Growing up in the Maragoli community in Kenya, Kenda Mutongi encountered a perplexing contradiction. While the young teachers at her village school railed against colonialism, many of her elders, including her widowed mother, praised their former British masters. In this moving book, Mutongi explores how both the challenges and contradictions of colonial rule and the frustrations and failures of independence shaped the lives of Maragoli widows and their complex relations with each other, their families, and the larger community. Throughout the twentieth century and into the twenty-first, rates of widowhood have been remarkably high in Kenya. Yet despite their numbers, widows and their families exist at the margins of society, and their lives act as a barometer for the harsh realities of rural Kenya. Mutongi here argues that widows survive by publicly airing their social, economic, and political problems, their “worries of the heart.” Initially aimed at the men in their community, and then their colonial rulers, this strategy changed after independence as widows increasingly invoked the language of citizenship to demand their rights from the new leaders of Kenya—leaders whose failure to meet the needs of ordinary citizens has led to deep disenchantment and altered Kenyans’ view of their colonial past. An innovative blend of ethnography and historical research, Worries of the Heart is a poignant narrative rich with insights into postcolonial Africa.

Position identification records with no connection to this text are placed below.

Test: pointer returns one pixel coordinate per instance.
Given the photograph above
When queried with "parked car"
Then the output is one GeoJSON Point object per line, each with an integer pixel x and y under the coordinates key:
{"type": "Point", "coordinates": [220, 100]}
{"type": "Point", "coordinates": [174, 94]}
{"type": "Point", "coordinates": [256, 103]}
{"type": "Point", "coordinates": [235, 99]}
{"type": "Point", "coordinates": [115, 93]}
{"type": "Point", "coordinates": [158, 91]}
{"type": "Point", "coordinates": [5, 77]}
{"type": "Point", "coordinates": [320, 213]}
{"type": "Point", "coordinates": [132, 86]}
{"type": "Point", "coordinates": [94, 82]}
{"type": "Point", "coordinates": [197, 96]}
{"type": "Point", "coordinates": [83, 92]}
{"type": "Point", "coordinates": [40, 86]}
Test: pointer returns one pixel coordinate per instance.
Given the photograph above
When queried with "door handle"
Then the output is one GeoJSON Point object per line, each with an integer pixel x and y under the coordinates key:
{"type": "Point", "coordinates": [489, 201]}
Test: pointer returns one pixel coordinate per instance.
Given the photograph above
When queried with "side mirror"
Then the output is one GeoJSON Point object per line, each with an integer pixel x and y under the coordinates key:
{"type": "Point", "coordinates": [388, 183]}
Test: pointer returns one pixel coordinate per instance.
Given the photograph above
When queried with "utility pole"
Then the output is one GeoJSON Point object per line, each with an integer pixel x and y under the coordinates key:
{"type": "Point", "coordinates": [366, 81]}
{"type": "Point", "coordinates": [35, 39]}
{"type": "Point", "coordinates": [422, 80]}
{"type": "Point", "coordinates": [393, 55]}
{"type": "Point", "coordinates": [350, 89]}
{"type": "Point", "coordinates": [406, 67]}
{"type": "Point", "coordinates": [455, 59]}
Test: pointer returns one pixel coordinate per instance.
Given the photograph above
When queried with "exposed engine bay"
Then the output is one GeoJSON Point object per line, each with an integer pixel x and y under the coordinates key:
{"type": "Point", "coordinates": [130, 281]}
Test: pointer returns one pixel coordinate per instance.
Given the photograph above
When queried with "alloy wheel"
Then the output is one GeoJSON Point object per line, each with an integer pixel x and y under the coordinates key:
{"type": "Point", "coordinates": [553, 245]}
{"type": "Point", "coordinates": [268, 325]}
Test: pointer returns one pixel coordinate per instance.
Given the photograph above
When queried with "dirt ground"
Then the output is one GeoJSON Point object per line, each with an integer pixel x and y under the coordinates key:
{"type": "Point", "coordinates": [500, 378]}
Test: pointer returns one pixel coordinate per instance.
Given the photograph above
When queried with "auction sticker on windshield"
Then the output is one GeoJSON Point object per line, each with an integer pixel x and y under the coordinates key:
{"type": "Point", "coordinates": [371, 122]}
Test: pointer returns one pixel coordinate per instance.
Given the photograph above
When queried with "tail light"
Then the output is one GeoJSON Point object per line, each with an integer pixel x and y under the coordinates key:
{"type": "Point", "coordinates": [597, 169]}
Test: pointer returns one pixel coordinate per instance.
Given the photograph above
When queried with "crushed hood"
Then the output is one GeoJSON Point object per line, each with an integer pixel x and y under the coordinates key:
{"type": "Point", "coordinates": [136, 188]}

This book traced the lives of several generations of Kenyan families from precolonial to colonial and, finally, postcolonial rule. It was derived from a set of oral history interviews with what the author described as her “informants.” Mutongi builds her narrative around the perspective of widows in the west Kenyan village of Maragoli. These women used a social strategy known as “kehenda mwoyo,” or “worries of the heart” to manipulate the male members of their family to help them in the ways they saw fit. The book does not have an argument. Instead, it poses a question: were the people of Maragoli better off before, during, or after colonialism? The author lets the reader decide.
Mutongi’s section on colonial rule is a combination of British administration and US missionaries influencing the Kenyan society. She explored the activities and goals of Quaker missionaries and the impact of what she calls “practical Christianity.” In 1963, Kenya achieved independence from British rule. The new government struggled to meet the expectations of the peasant class and had the unintended consequence of usurping traditional roles and responsibilities with deleterious results. Mutongi concluded that her informants preferred colonial rule over self-government. This conclusion annoyed the author.
Another of the lost college books, this one by my professor. It's the kind of sociological accessible yet academic look at a very specific community that you would only encounter in college, but it was really good. Similar to Haruko's World in that way...an excellent way of getting to know a culture without being able to go live there yourself.
I started this book for a graduate class - only part of it was assigned reading, but I had to finish. Mutongi writes and investigates an interesting side of Kenya many have not discovered before. A must for African studies.
Excellent read. Written in an accessible manner that offers detailed perspectives of colonial and postcolonial experiences of a section of Kenyan this book combines ethnographic and historical research to globaly gaze at that worries of Maragoli widows (period 1940-1960). Mutongi not only discusses the roots of widowhood in the Maragoli community, she also delves into the lived experiences of the widows as young girls, young single mothers and as old women. By so doing the women are able to process their experience during colonial and post colonial time, experiences of the converted christians and non coverted, luhya masculinity and femininity during colonial and post colonial time. Importantly, this women raise an interesting point in the disruption of the nationalism archive by their "nostalgia" of colonialism era. This nostalgia is driven by the facts that the African leaders did not deliver on their promises after independence and the reinscribing of patriarchy. This is a must read for Kenyans and scholars of colonial and post-colonial Africa.